Lectures du jour

Vous êtes ici

Souscrire à flux Lectures du jour Lectures du jour
(c) Association Épiscopale Liturgique pour les pays francophones - 2026
Mis à jour : il y a 4 min 32 sec

Première lecture : « Tout est à vous, mais vous, vous êtes au Christ, et le Christ est à Dieu » (1 Co 3, 18-23)

il y a 3 heures 4 min

Lecture de la première lettre de saint Paul apôtre aux Corinthiens

Frères,
    que personne ne s’y trompe :
si quelqu’un parmi vous
pense être un sage à la manière d’ici-bas,
qu’il devienne fou pour devenir sage.
    Car la sagesse de ce monde est folie devant Dieu.
Il est écrit en effet :
C’est lui qui prend les sages
au piège de leur propre habileté.

    Il est écrit encore :
Le Seigneur le sait :
les raisonnements des sages n’ont aucune valeur !

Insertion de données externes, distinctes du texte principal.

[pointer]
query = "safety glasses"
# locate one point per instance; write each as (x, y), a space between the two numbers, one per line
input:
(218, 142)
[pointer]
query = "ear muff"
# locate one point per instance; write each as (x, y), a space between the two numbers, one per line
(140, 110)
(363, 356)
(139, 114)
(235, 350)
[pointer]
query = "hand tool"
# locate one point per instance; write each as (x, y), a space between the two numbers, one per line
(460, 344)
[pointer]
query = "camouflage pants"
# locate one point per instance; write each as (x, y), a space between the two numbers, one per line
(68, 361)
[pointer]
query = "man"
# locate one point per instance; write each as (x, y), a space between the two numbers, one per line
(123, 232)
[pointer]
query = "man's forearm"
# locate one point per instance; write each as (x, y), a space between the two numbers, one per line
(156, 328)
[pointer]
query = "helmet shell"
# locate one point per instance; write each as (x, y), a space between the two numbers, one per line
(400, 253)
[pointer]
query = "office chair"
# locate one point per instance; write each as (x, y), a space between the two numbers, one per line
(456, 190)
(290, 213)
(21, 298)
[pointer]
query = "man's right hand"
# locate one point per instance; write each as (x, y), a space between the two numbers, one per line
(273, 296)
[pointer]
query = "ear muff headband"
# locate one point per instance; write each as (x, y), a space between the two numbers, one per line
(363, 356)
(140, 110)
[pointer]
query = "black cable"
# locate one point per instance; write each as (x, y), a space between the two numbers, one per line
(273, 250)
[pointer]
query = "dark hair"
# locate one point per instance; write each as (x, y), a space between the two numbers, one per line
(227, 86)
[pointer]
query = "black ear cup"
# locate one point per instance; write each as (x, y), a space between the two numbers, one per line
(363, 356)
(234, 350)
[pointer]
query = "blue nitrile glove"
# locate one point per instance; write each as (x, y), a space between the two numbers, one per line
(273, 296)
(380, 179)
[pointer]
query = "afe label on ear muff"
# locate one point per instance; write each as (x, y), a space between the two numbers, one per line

    Ainsi, il ne faut pas mettre sa fierté
en tel ou tel homme.
Car tout vous appartient,
    que ce soit Paul, Apollos, Pierre,
le monde, la vie, la mort,
le présent, l’avenir :
tout est à vous,
    mais vous, vous êtes au Christ,
et le Christ est à Dieu.

            – Parole du Seigneur.

Psaume (Ps 23 (24), 1-2, 3-4ab, 5-6)

il y a 3 heures 4 min

Refrain psalmique : (cf. Ps 23, 1)

La terre est au Seigneur, et toute sa richesse.

Au Seigneur, le monde et sa richesse,
la terre et tous ses habitants !
C’est lui qui l’a fondée sur les mers
et la garde inébranlable sur les flots.

Qui peut gravir la montagne du Seigneur
et se tenir dans le lieu saint ?
L’homme au cœur pur, aux mains innocentes,
qui ne livre pas son âme aux idoles.

Il obtient, du Seigneur, la bénédiction,
et de Dieu son Sauveur, la justice.
Voici le peuple de ceux qui le cherchent !
Voici Jacob qui recherche ta face !

Évangile : « Laissant tout, ils le suivirent » (Lc 5, 1-11)

il y a 3 heures 4 min

Acclamation : (Mt 4, 19)

Alléluia. Alléluia.
« Venez à ma suite, dit le Seigneur,
et je vous ferai pêcheurs d’hommes. »
Alléluia.

Évangile de Jésus Christ selon saint Luc

    En ce temps-là,
    la foule se pressait autour de Jésus
pour écouter la parole de Dieu,
tandis qu’il se tenait au bord du lac de Génésareth.
    Il vit deux barques qui se trouvaient au bord du lac ;
les pêcheurs en étaient descendus
et lavaient leurs filets.
    Jésus monta dans une des barques qui appartenait à Simon,
et lui demanda de s’écarter un peu du rivage.
Puis il s’assit et, de la barque, il enseignait les foules.
    Quand il eut fini de parler,
il dit à Simon :
« Avance au large,
et jetez vos filets pour la pêche. »
    Simon lui répondit :
« Maître, nous avons peiné toute la nuit sans rien prendre ;
mais, sur ta parole, je vais jeter les filets. »
    Et l’ayant fait,
ils capturèrent une telle quantité de poissons
que leurs filets allaient se déchirer.
    Ils firent signe à leurs compagnons de l’autre barque
de venir les aider.
Ceux-ci vinrent,
et ils remplirent les deux barques,
à tel point qu’elles enfonçaient.
    à cette vue,
Simon-Pierre tomba aux genoux de Jésus, en disant :
« Éloigne-toi de moi, Seigneur,
car je suis un homme pécheur. »
    En effet, un grand effroi l’avait saisi,
lui et tous ceux qui étaient avec lui,
devant la quantité de poissons qu’ils avaient pêchés ;
    et de même Jacques et Jean, fils de Zébédée, les associés de Simon.
Jésus dit à Simon :
« Sois sans crainte,
désormais ce sont des hommes que tu prendras. »
    Alors ils ramenèrent les barques au rivage
et, laissant tout, ils le suivirent.

            – Acclamons la Parole de Dieu.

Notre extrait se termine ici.